Did Mr. Cooper not read in my book that I publicly acknowledged Dr. George Toto, for his knowledgeable assistance with a part of the book regarding the leaders of ULAA and their county of origin?

Or, is Jesse M. Cooper blindly cherrypicking and pandering to Mr. Nyanseor to fall into his good graces as being on the same side of his failed criticism of my book?

Regarding the history of ULAA’s Council of Eminent Persons. I did not copy sentences and paragraphs. I cited the association’s website and acknowledged its history, the founding year, and the founding state and analyzed the rest from my own perspective.

Jesse M. Cooper writes: “ULAA’s Council of Eminent Persons’ history was copied by Dr. Sungbeh without obtaining verbal or written permission from the organization or any of its leaders. Instead, he made some comments here and there on the document. This is plagiarism!”

Plagiarism? Please!!!

Do you know what you are talking about, Mr. Cooper?
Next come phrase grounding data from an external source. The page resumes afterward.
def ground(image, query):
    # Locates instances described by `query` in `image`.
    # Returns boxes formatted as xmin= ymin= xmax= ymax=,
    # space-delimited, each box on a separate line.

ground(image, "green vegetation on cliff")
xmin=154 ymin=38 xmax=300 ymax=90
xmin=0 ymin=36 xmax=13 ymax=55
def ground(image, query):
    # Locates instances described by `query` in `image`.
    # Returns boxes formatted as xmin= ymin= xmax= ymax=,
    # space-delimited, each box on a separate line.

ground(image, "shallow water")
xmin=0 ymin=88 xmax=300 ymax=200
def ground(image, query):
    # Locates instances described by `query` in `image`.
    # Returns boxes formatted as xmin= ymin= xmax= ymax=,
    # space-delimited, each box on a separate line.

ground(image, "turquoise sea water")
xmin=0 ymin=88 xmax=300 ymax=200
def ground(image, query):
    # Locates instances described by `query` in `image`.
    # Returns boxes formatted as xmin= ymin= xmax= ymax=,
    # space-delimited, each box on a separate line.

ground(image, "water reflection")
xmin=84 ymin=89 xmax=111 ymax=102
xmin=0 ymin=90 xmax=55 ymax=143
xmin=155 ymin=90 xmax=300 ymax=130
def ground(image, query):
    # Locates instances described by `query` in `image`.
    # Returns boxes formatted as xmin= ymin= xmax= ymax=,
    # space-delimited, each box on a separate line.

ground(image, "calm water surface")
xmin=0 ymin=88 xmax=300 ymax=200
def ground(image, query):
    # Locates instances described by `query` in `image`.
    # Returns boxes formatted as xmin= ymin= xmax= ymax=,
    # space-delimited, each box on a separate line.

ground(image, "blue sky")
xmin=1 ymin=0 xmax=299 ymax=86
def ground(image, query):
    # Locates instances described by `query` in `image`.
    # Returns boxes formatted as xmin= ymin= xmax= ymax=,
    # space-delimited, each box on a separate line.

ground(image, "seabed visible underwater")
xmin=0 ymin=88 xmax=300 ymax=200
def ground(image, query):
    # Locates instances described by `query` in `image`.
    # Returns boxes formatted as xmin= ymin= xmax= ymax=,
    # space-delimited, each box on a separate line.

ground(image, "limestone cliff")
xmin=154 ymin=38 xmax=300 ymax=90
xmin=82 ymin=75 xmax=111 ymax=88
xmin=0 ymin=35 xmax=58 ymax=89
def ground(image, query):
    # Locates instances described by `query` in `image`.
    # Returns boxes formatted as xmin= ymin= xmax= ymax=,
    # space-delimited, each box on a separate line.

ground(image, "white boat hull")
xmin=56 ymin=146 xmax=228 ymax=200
I am strongly anti-plagiarism. I am a thinker, a writer, and a man of ideas. Unlike some who will copy and paste and draw from other people’s hard intellectual work to write and claim it as their own, I write from my own strength and ideas. So, let’s get it straight right now.

A guy like me who has been writing political columns for over 40 years, has written books, my 4th book, and has written and edited academic papers, and taught, assisted, and advised doctoral students, and sat on dissertation panels, I know more about plagiarism than you can count your ten fingers and ten toes. So, let me hear my ears!

Jesse M. Cooper, I have done my part. Do your part by writing your own book about ULAA. There is more work to be done. I am awaiting your book.